The followers of ayahuasca religions in the Amazon have become upwardly mobile in the last decades, and in certain places, like the State of Acre, have gained official support for their religious activities. However, the general unease at the psychoactive nature of their sacrament has reinforced their desire to show themselves as being against drug use to prove their respectability. Thus, the adherence of certain of Padrinho Sebastião´s followers to the spiritual and ritual use of cannabis, which they consider to be as sacred as ayahuasca and which they call Santa Maria, causes indignation among other ayahuasqueros. Unable to accept a common traditional origin for the spiritual and healing use of different plants with psychoactive properties, they insist in differentiating between their own “sacrament” and those they consider to be “drugs.” They accept as natural a distinction that has only developed in the last few decades, when the recreational use of cannabis became a hallmark of the drug use targeted by the Brazilian authorities. So strong and generalized is the adherence to antidrug prejudice that even older divisions among them, such as those arising around other stigmatized traits like possession trances, are forgotten in name of their united campaign against Santa Maria.

Part of their reason for this is that, as stated above, despite official recognition for the religious use of ayahuasca, the brew continues to be seen with great suspicion.
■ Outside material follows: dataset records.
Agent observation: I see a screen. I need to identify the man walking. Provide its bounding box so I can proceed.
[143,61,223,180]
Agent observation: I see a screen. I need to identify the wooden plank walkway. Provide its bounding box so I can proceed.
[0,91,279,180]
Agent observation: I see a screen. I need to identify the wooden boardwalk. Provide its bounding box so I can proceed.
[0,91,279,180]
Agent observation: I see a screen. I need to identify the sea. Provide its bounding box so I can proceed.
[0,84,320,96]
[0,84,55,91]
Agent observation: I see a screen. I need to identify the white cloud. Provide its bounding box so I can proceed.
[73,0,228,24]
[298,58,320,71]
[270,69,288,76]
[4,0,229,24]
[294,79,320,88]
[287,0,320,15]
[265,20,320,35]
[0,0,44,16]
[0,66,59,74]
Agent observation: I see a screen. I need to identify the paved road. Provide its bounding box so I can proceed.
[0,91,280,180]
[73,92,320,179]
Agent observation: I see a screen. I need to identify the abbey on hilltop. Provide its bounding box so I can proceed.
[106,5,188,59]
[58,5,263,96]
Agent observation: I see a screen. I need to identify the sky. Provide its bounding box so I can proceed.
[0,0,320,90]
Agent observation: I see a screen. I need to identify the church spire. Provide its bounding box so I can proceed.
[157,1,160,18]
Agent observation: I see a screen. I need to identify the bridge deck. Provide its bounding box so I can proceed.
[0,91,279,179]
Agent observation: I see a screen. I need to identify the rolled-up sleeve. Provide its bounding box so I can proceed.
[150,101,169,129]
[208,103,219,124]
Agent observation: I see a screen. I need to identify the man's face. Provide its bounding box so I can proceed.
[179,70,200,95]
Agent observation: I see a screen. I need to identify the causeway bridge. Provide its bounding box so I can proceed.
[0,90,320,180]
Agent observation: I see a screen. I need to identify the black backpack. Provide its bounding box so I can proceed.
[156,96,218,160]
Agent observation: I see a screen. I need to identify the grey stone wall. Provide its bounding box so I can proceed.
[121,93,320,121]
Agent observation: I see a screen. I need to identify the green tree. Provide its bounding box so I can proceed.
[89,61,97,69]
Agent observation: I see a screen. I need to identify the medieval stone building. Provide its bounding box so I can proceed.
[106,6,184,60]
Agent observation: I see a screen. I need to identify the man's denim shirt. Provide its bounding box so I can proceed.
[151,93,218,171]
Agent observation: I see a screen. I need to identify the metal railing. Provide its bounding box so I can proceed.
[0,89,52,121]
This can be seen in the remaining constraints on its production, transport, and distribution, as well as the banning of all uses that do not fit in the rigid definition of “religious,” such as those aimed at medical, artistic or recreational ends.

Given the generally uneasy acceptance of the ayahuasca religions, there remains a constant political threat to their official legitimacy. Changes that might come to privilege more conservative positions in general remain a possibility, as shown by recent developments in Brazilian and world politics. It is possible that they may even come to affect the status of ayahuasca as a “religious sacrament” and not a “drug” in a not-too-distant future.

However, this is a time when anti-Prohibitionist movements are gaining strength in Brazil, as in many other countries, and racist prejudices are under strong criticism. Taking into account that the distinction the ayahuasca religions like to make between ayahuasca and other drugs is not easily shared by the population in general, this seems to be an appropriate moment for them to leave aside ancient rivalries and come together to fight the idea that all psychoactive substances, except alcohol, are to be regarded with suspicion. It becomes increasingly clear that the only way to guarantee the legality of ayahuasca use is to denounce the racist and conservative origins of the existing policies against the use of psychoactive plants in general, including cannabis, the most blatant example of such discretionary prejudices. Only when the shared common sense ceases its focus on banning drug use in general will the ayahuasca religions be able to feel completely at peace, both in Brazil and abroad.